BBC Worldwide has reported record revenues and profit in its latest annual results. The commercial arm of the UK public broadcaster recorded revenues of £1.2 billion in the year to end-March – an increase on the £1.1 billion recorded a year earlier and the third straight year that sales have topped £1 billion. Profit for the 2010/2011 period was up sharply at £167 million compared with £92.2 million in 2009/2010.
“By offering world-class British programming and brands that resonate with global audiences, we were able to lift revenues beyond a billion pounds for a third year in succession and also deliver impressive results,” chief executive John Smith said.

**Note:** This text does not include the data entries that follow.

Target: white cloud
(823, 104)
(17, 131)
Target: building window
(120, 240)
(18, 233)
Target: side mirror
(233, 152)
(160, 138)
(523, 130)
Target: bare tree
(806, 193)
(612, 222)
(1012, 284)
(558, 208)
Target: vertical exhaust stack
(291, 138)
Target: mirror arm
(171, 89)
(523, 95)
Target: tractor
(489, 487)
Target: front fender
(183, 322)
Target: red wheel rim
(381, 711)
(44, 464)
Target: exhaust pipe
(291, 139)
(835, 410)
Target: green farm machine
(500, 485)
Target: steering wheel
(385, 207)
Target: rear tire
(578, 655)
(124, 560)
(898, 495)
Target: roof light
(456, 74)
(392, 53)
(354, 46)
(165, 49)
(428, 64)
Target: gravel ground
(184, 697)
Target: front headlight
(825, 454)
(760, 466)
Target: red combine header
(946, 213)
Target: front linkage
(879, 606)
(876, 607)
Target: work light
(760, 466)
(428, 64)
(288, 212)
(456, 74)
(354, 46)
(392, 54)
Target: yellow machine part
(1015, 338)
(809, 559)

The company set out five key strategic objectives: driving digital growth; becoming more international; growing the TV channels business; increasing investment in new content; and developing a more direct connection with consumers. It will continue to invest in BBC and indie-produced content and to take minority stakes in indies to further these aims, it said.

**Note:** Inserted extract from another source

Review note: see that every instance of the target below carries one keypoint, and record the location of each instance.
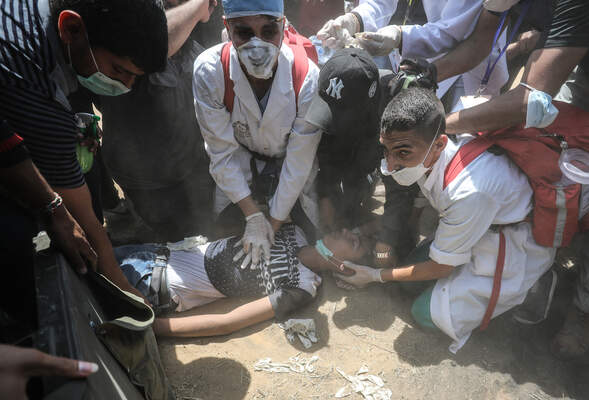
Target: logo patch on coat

Worldwide said there has been a particular focus on Australia and the US although programme sales revenue and profit declined in the latter. US sales and distribution revenues fell to £52 million from £67.5 million a year earlier while profit was £1.2 million compared with £4.8 million. Worldwide said the decrease was attributable to renegotiating coproduction agreements with Discovery following the sale of its share of Animal Planet last November.

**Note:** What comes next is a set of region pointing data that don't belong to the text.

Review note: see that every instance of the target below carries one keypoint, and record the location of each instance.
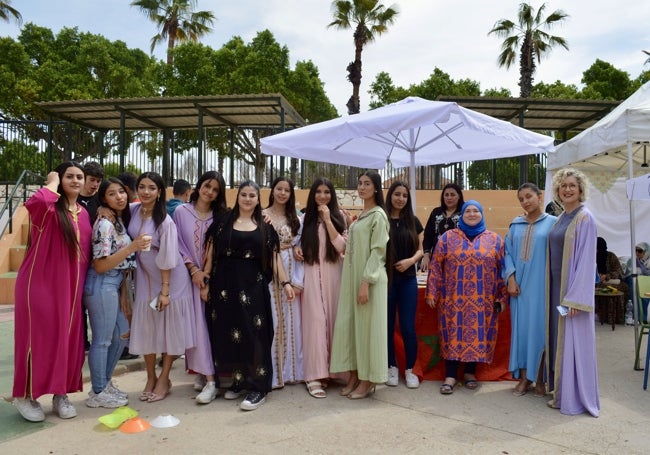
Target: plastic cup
(135, 425)
(148, 238)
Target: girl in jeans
(113, 256)
(404, 252)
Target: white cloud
(448, 34)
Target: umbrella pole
(633, 291)
(412, 179)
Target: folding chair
(643, 290)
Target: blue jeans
(109, 326)
(403, 299)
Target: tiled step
(7, 286)
(24, 233)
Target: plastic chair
(643, 290)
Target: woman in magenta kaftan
(49, 349)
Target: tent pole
(633, 291)
(412, 179)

Overall sales and distribution revenues and profit were, however, up as the EMEA and Asia Pacific figures lifted the total. Revenue increased to £230.5 million from £223.2 million and profit to £58.8 million from £51.6 million with Sherlock, Top Gear and Doctor Who cited as strong performers.
Worldwide’s channels division increased revenue to £312 million from £262.2 million a year earlier and profits to £40.1 million from £39.2 million. Profitability was up in Asia and the Americas, but declined in the EMEA region despite a healthy revenue increase, reflecting the absence of Worldwide’s share of Animal Planet profits.
Orders for BBC Worldwide formats in France and India helped the company to drive a revenue increase at its Content & Production division, which reported sales of £102.8 million compared with £94.2 million a year earlier. Profit slipped to £7.6 million from £17.6 million a year earlier with Worldwide blaming increased costs associated with the US version of its hit format Dancing with the Stars, which is on the ABC network, and the cost of setting up its new LA-based production facility.